The NASDAQ Composite, with its weighting in health care/biotech and technology names, led the market gains. The NASDAQ has so far enjoyed a massive comeback this year, erasing the more than 20% losses experienced during February and March and now sports a positive year-to-date return. Small caps outperformed on the week, but the Russell 2000 remains more than 20% below its February highs.
Growth stocks led value by a wide margin, though the leading sectors were energy and technology, which both gained approximately 6%. This is the third consecutive week of leadership for energy stocks. Utilities lagged and was the only sector lower on the week.
The MSCI EAFE and the MSCI Emerging Markets both added very modest gains to close up more than a 1% this week, as concerns subsided over further tensions between Washington and Beijing. China reported that its dollar-denominated exports increased at its fastest pace in more than a year.
During this week, European shares were under pressure over a dismal gross domestic product (GDP) forecast for the European Union that belied optimism over a prompt economy recovery. Adding to pressure were concerns over future asset purchase programs by the European Central Bank (ECB) after a ruling by Germany’s highest court on Tuesday gave the ECB three months to justify its stimulus plans. Many Asian markets were partially closed due to the Golden Week holiday.
Fixed Income and Commodities
A choppy week of trading concluded for bonds, as investors continued to grapple with weak economic data and increasing discussion of reopening the economy. The yield curve steepened slightly as yields on the longer end of the curve rose slightly, while the 2-year Treasury yield fell to its lowest level ever, undercutting the previous record from 2011. Credit spreads tighten modestly in both the high-yield and investment-grade markets.

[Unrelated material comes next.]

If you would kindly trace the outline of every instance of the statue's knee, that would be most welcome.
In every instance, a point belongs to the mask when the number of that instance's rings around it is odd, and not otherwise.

Oil prices rallied with June contracts for WTI crude posting a gain of approximately 20% this week, contributing to energy stocks leadership.

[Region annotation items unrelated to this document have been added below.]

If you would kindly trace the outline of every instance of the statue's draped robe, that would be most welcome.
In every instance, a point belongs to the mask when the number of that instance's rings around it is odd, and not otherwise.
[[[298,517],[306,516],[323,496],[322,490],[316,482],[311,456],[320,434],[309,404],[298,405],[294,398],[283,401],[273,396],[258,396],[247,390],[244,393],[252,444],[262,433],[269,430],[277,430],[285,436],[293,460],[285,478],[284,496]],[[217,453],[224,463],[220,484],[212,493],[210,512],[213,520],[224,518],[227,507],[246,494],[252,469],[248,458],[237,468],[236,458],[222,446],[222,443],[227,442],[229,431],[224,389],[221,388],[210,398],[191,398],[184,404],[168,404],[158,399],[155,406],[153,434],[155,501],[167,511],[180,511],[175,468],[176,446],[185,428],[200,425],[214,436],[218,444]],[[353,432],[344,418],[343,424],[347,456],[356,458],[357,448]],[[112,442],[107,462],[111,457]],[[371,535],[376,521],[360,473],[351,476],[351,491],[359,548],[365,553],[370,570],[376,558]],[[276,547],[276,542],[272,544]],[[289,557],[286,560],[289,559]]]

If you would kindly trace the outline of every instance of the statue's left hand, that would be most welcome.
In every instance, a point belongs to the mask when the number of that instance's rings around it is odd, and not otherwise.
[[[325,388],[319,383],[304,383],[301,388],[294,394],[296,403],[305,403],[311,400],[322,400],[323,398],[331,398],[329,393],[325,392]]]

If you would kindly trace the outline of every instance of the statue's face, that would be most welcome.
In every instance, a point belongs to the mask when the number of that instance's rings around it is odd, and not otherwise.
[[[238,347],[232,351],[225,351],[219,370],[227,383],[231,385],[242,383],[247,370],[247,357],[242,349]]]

Looking ahead, Friday will see the closely watched retail sales report. Given the current unemployment challenges along with COVID-19, not surprisingly, this number is expected to be weak. Initial weekly jobless claims will be released on Thursday, with the hope that claims could be starting a downward trajectory. Tuesday and Wednesday cover the consumer and producer price index, both are expected to decline. On Tuesday, we will find out how Washington is doing with regard to the Treasury Budget and its report. Business inventories, Michigan sentiment, and manufacturing and industrial production round out the week on Friday.